Von Rolf Zundel

Der amerikanische Schlag gegen Libyen hat ein erhellendes Schlaglicht auf die Beziehungen zwischen den Vereinigten Staaten zu Europa und zu der Bundesrepublik im besonderen geworfen. Beobachter in Washington bemerkten, daß zwei Entwicklungen, die sich schon lange angekündigt haben, nun offenkundig geworden sind. Erstens: Das Mittel der militärischen Gewalt ist wieder Bestandteil der amerikanischen Politik geworden, jedenfalls in jenen Regionen, wo die Supermächte nicht aufeinandertreffen. Zweitens: Die Amerikaner gehen, wenn es die Definition ihrer nationalen Interessen erfordert, über die Wünsche der Bündnispartner hinweg. Ein amerikanischer Kommentator (George F. Will) sprach von „unangebrachtem Multilateralismus“, ein anderer (William Pfaff) diagnostizierte: „Amerika geht immer seinen eigenen Weg.“ Man kann es auch so ausdrücken: Amerika ist amerikanischer geworden.

Auf der anderen Seite ist Europa europäischer geworden; und dieser Satz ist richtig, obwohl die Libyen-Krise die Europäische Gemeinschaft aufsprengte, nach Interessen und Traditionen teilte. Hier Margaret Thatcher, die den amerikanischen Maschinen, die in Großbritannien stationiert waren, Starterlaubnis erteilte; dort die Franzosen und Spanier, die den Überflug verweigerten; dazwischen die Bundesrepublik, die froh war, daß ihr eine solche Entscheidung nicht abverlangt wurde. Und auch die nachträgliche Teilerfüllung amerikanischer Forderungen spricht nicht gerade für europäisches Selbstbewußtsein.

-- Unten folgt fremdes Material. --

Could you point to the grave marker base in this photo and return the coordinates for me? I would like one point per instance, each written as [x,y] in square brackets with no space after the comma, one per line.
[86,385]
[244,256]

Europa europäischer geworden? Nicht zufällig tauchte in Genschers Gesprächen in Washington, in den Reden Kohls und in den Dokumenten der EG immer wieder ein Begriff auf: politische Lösung. Ein schillernder Begriff, für viele Amerikaner Ausdruck für europäische Bedenklichkeit, Feigheit, Illoyalität, eine elegante Formel für den Versuch, sich herauszuhalten, nichts zu tun.

Diesen Vorwurf hat sich Franz Josef Strauß völlig zu eigen gemacht, ebenso auch die These, daß die Europäer „durch ihre Untätigkeit und ihr Versagen“ die Amerikaner zu der militärischen Intervention gezwungen hätten. Höhnisch fragt er, wie denn eine solche politische Lösung aussehen sollte. Dem Manne kann geholfen werden.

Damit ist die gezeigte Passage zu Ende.